Let
- $X$ Hilbert space
- $T\in X^*$, ie $T:X\to\mathbb R$ linear
- $Y=\text{Ker}T=\{x\in X:T(x)=0\}$ closed subspace of $X$
- $x_0\in X\setminus Y$
- $y\in Y$ orthogonal projection of $x_0$ on $Y$, ie $\langle x_0-y,z \rangle=0$ for every $z\in Y$
- $w=x-\frac{T(x)}{T(x_0-y)}(x_0-y)$, with $x\in X$
Show that
- $Y$ is closed
- $w\in Y$ for every $x\in X$
(1) Hints?
(2) In the case $x\in Y$, then $T(x)=0$ and so $w=x-0=x\in Y$.
In the case $x\in X\setminus Y$, by linearity of $T$, it is $T(x_0-y)=T(x_0)-(y)=T(x_0)$, since $y\in Y$.

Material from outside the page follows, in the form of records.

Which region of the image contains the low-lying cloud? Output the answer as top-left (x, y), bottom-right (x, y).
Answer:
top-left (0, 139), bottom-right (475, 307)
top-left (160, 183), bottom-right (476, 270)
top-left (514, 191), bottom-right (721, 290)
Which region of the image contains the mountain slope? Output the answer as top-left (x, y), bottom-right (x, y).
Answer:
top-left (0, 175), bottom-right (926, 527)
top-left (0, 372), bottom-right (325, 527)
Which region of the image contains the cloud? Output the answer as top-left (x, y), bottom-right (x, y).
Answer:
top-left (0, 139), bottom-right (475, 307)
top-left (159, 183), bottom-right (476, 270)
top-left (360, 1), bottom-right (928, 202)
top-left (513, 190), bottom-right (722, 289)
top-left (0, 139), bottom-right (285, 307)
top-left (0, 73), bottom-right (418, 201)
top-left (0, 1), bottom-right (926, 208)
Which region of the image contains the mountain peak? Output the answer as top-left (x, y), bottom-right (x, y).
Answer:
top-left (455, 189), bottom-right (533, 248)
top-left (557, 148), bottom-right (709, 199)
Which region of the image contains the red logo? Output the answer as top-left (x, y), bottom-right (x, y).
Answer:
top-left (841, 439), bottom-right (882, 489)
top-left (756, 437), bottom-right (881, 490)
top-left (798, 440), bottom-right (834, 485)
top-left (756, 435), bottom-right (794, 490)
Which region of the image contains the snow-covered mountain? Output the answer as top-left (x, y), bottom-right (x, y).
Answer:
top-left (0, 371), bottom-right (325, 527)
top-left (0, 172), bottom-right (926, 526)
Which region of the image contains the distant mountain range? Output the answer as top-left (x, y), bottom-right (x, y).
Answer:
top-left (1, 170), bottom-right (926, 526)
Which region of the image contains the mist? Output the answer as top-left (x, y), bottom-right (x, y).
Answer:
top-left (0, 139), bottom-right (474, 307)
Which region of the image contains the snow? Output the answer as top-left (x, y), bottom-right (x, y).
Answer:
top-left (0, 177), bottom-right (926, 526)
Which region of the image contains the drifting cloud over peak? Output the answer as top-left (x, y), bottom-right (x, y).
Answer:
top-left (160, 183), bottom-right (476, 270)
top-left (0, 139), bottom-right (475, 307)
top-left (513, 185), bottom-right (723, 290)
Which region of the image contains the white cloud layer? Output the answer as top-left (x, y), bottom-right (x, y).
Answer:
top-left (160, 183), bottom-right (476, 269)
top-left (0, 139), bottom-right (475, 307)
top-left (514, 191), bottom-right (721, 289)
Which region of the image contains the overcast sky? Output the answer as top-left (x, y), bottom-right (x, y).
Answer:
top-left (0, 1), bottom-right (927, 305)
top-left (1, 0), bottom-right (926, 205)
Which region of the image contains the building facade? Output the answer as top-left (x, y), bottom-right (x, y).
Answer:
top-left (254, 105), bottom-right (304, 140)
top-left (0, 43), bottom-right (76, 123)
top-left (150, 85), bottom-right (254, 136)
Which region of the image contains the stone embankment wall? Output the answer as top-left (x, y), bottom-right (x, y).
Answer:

so $w=x-\frac{T(x)}{T(x_0)}(x_0-y)$.
We can write $X=Y\oplus Y^\perp$, so we can see $x\in X$ as sum of an element of $Y$ with an element of $Y^\perp$. Since $(x_0-y)\in Y^\perp$ and $\frac{T(x)}{T(x_0)}$ is just a scalar, I suppose that the product of them is still an element of $Y^\perp$.
So we can see $w$ as "an element of $Y$" $+$ "an element of $Y^\perp$" $-$ "an element of $Y^\perp$". I suppose that whatever $x$ will be, we can choose the second term in such a way that it will be equal to the third one, so that they will cancel out.
How to prove this in a rigorous way?
$T$ is continous and $Y$ is the inverse image of $\{0\}$ under $T$ so it is closed.
Second part follows from linearity of $T$: $Tw=Tx-\frac {Tx} {T(x_0-y)} {T(x_0-y)}=Tx-Tx=0$.